Question 1171065
Here's how to conduct the hypothesis test to determine if the manufacturer is meeting their standard.

**1. State the Hypotheses**

* **Null Hypothesis (H₀):** The average weight of the cheese bars is 200g.
    * H₀: μ = 200
* **Alternative Hypothesis (H₁):** The average weight of the cheese bars is different from 200g.
    * H₁: μ ≠ 200 (two-tailed test)

**2. Determine the Test Statistic**

Since we have a sample mean, sample standard deviation, and a sample size, and the population standard deviation is unknown, we will use a t-test.
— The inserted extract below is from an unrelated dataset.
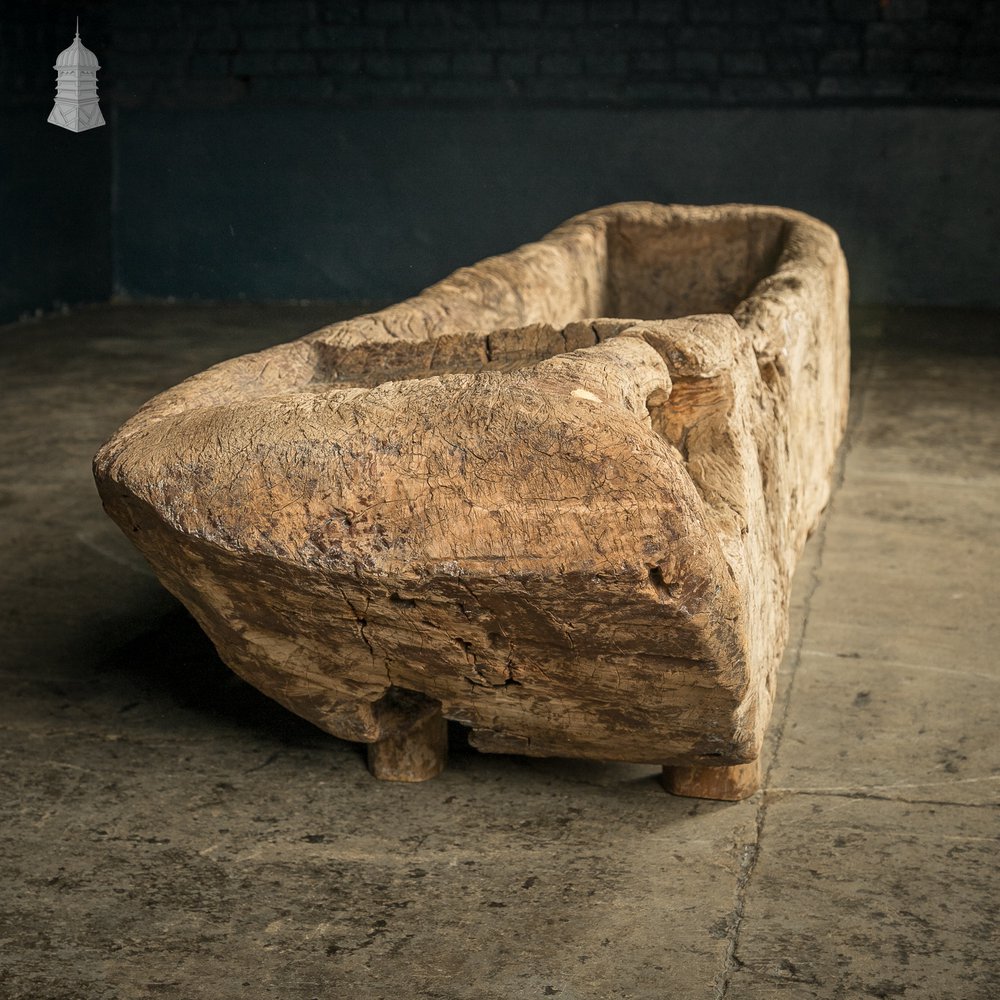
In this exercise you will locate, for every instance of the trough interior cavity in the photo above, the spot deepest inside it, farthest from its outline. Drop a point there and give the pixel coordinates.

The formula for the t-statistic is:

t = (x̄ - μ) / (s / √n)

Where:

* x̄ = sample mean
* μ = population mean
* s = sample standard deviation
* n = sample size

**3. Calculate the Test Statistic**

* x̄ = 189g
* μ = 200g
* s = 18g
* n = 30

t = (189 - 200) / (18 / √30)
t = -11 / (18 / 5.477)
t = -11 / 3.286
t ≈ -3.347

**4. Determine the Critical Value or P-value**

* Significance level (α) = 0.05
* Degrees of freedom (df) = n - 1 = 30 - 1 = 29
* Type of test: Two-tailed

* **Critical Value Approach:**
    * Using a t-table or calculator, we find the critical t-values for a two-tailed test with α = 0.05 and df = 29.
    * The critical t-values are approximately ±2.045.

* **P-value Approach:**
    * Using a t-table or calculator, we find the p-value associated with t = -3.347 and df = 29.
    * p-value ≈ 0.0022

**5. Make a Decision**

* **Critical Value Approach:**
    * The calculated t-statistic is -3.347.
    * The critical t-values are ±2.045.
    * Since |-3.347| > 2.045, we reject the null hypothesis.

* **P-value Approach:**
    * The p-value is approximately 0.0022.
    * The significance level is 0.05.
    * Since the p-value (0.0022) is less than the significance level (0.05), we reject the null hypothesis.

**6. Conclusion**

There is sufficient evidence at the 0.05 significance level to conclude that the average weight of the cheese bars is different from 200g. Therefore, the manufacturer is not meeting their standard.